Struck erwartet "Kampfeinsatz" gegen Piraten

SPD-Fraktionschef: Höchstens 1000 deutsche Soldaten sollen sich an EU-Mission beteiligen. Hier geht's zur Bildergalerie

Hamburg. SPD-Fraktionschef Peter Struck hat den bevorstehenden Bundeswehr-Einsatz gegen Piraten vor Somalia als Kampfeinsatz bezeichnet und eine Begrenzung auf höchstens 1000 Soldaten in Aussicht gestellt. "Dieser Einsatz ist gefährlich für Leib und Leben unserer Soldaten. Die Piraten verfügen über Waffen, die auch ein Schiff bekämpfen können. Ich würde von einem Kampfeinsatz gegen Piraten sprechen", sagte Struck abendblatt.de, der Online-Ausgabe des Hamburger Abendblatts.

Struck betonte: "Wir werden voraussichtlich mit einer Fregatte und bis zu 1000 Soldaten vor Ort sein." Bisher war von 1400 deutschen Soldaten die Rede . Bei der Abstimmung über die Beteiligung an der EU-Mission "Atalanta" am Mittwoch im Bundestag erwarte er "keine Schwierigkeiten". Zugleich forderte der frühere Bundesverteidigungsminister die Reeder auf, ihre Schiffe "optimal gegen Angriffe" auszustatten.
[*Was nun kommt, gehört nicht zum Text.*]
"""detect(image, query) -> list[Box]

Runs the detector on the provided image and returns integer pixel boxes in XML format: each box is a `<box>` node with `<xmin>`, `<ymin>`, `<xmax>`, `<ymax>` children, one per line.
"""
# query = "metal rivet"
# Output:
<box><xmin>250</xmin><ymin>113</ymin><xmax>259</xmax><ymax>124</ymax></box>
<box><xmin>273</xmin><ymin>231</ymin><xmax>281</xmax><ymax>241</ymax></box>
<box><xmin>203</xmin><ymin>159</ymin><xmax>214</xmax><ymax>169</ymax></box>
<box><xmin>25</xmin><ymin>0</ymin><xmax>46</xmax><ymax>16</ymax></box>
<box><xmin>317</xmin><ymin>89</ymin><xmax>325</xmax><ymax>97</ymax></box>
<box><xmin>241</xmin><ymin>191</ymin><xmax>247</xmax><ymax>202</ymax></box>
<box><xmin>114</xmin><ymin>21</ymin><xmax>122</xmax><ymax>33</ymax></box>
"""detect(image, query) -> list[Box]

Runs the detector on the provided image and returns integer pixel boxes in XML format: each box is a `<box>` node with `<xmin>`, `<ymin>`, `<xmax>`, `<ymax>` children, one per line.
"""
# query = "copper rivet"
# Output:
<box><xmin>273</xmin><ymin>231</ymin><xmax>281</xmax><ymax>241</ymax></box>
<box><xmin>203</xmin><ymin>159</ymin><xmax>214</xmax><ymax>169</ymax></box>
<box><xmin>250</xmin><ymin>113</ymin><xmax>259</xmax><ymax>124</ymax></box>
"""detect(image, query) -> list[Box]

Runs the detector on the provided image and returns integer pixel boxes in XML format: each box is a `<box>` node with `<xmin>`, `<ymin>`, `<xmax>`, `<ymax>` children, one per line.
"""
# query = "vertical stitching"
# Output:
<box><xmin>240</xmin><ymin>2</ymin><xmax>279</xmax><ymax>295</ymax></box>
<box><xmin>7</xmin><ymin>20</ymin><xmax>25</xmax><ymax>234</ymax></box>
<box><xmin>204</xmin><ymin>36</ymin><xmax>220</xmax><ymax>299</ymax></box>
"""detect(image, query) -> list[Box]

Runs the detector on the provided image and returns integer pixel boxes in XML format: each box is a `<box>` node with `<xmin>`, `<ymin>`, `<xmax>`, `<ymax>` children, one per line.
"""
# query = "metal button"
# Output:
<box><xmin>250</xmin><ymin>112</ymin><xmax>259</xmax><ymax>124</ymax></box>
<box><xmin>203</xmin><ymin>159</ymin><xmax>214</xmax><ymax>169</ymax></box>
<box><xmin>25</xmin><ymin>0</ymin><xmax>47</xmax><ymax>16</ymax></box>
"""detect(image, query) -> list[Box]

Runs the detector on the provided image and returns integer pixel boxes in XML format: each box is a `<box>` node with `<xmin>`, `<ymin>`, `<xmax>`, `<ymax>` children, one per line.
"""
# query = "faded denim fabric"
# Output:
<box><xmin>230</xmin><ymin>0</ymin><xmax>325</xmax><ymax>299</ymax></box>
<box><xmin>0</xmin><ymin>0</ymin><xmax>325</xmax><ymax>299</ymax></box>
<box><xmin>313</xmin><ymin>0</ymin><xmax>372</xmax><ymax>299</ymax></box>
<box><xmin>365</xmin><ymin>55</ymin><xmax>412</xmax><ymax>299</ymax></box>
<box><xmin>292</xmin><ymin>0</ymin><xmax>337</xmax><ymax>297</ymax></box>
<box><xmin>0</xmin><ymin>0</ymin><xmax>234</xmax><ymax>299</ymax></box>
Zur Begründung des Einsatzes sagte der SPD-Fraktionschef: "Ich denke da an die deutschen Reeder. Es kann nicht sein, dass wir tatenlos zusehen, wie Schiffe gekapert werden und Lösegeld erpresst wird für Geiseln und auch für die Ladung." Die EU werde jetzt "energisch dagegen vorgehen, und es ist gut, dass sich Deutschland daran beteiligt". Die Piraten müssten künftig "mit Verfolgung und Kampf rechnen, wenn sie versuchen, ein Schiff zu kapern".

Struck wies Befürchtungen auch des Bundeswehrverbands zurück, der zusätzliche Auslandseinsatz führe zu einer Überforderung der Bundeswehr. "Trotz der starken Beanspruchung der Bundeswehr in anderen Auslandseinsätzen kann unsere Marine das leisten", sagte der SPD-Politiker abendblatt.de. "Der Punkt, an dem wir sagen müssen, jetzt sind erst einmal andere dran, wird kommen. Aber er ist noch nicht erreicht."